Par Lepetitjournal Tunis | Publié le 26/09/2018 à 01:00 | Mis à jour le 26/09/2018 à 01:00
ESSALEM 2

Afin de mieux connaître Essalem et "Mains de femmes", nous avons rencontré deux responsables de la Fondation : Rosanna de Fursac, Secrétaire Générale et Hichem Bejaoui, trésorier


La Fondation ESSALEM est une ONG Tunisienne co-fondée par la Banque Internationale Arabe de Tunisie (BIAT) et la Congrégation des Sœurs de Notre Dame de Sion, qui a pour objectif de base, l'aide aux jeunes dans leur intégration au marché du travail. Cette aide se traduit par un appui soit pour leur formation technique ou scolaire, soit pour l'achat d'outillage et de matières premières nécessaires au démarrage de micro-entreprises.
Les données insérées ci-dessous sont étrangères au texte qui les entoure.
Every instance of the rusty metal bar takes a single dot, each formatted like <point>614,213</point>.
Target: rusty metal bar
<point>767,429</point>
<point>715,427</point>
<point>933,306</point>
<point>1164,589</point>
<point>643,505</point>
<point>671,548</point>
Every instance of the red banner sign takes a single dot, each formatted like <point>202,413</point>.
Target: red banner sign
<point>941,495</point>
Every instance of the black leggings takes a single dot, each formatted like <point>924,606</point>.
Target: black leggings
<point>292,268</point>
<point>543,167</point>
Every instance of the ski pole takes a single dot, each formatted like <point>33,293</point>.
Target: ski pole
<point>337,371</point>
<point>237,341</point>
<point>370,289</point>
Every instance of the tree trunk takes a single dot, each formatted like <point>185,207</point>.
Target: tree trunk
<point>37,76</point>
Les fonds proviennent d'un investissement initial à part égale de la Congrégation des Sœurs de Notre Dame de Sion et de la BIAT, donnant lieu à des revenus de placements de trésorerie.

Les projets d'ESSALEM ont aidé des centaines de jeunes du pays à accéder à une vie digne et décente depuis 1982 date de sa création. La Fondation a financé nombre de projets d'artisanat (tissage essentiellement) : Makthar, Kasserine, Tameghza, Kébili, Médnine etc … Parallèlement à cela, d'autres initiatives ont créé des ateliers par exemple celui de Aïn Drahem pour les tapis de Kroumirie. C'est ESSALEM qui a « lancé » les fameuses poteries de Sejnane …
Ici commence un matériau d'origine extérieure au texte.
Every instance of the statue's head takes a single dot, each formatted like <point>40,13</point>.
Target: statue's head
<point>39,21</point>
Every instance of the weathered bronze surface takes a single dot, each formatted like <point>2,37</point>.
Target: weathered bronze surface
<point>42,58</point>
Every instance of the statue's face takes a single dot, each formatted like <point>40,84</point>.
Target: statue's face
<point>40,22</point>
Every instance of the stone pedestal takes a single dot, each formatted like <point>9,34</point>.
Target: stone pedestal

Lepetitjournal.com : Comment est née l'association ?

Rosanna de Fursac et Hichem Bejaoui : Lorsque la BIAT a acheté l'école des sœurs de Notre Dame de Sion, rue de Hollande. Un accord a été conclu entre les sœurs et la BIAT : l'école devenait une partie de siège de la BIAT, en contrepartie une fondation devait être créée entre la BIAT et les sœurs, particulièrement destinée aux jeunes en difficulté.

Qui décide des actions à entreprendre ?
Le conseil, qui est formé de deux personnes morales : la BIAT  représentée par 5 membres dont le président de l'association, et la congrégation par 4 membres.

Comment débutent les actions ?
Nous recevons beaucoup de demandes, et les décisions sont prises à chaque conseil 4 fois par an. Il peut aussi  y avoir des réunions de comités restreints pour tout type d'urgence : administrative, calendaire ou vitale.

Comment sont financées les actions ?
Par les revenus du placement principalement. Nous percevons des cotisations des membres qui permettent de couvrir certains frais administratifs et quelques actions sont financées directement par des donateurs.

Quelle en est la répartition ?
Les subventions sont données à des jeunes pour des projets bien précis, il s'agit de micro-finance par un système de dons, sur la base de l'étude de leur dossier pour lancer leur projet. Nous les suivons également pendant un certain temps. Nous ne faisons pas de crédit.

Cela peut être aussi un complément pour finaliser son projet, sur justificatifs : attestation de l'assistance sociale, devis, témoignages de sœurs ...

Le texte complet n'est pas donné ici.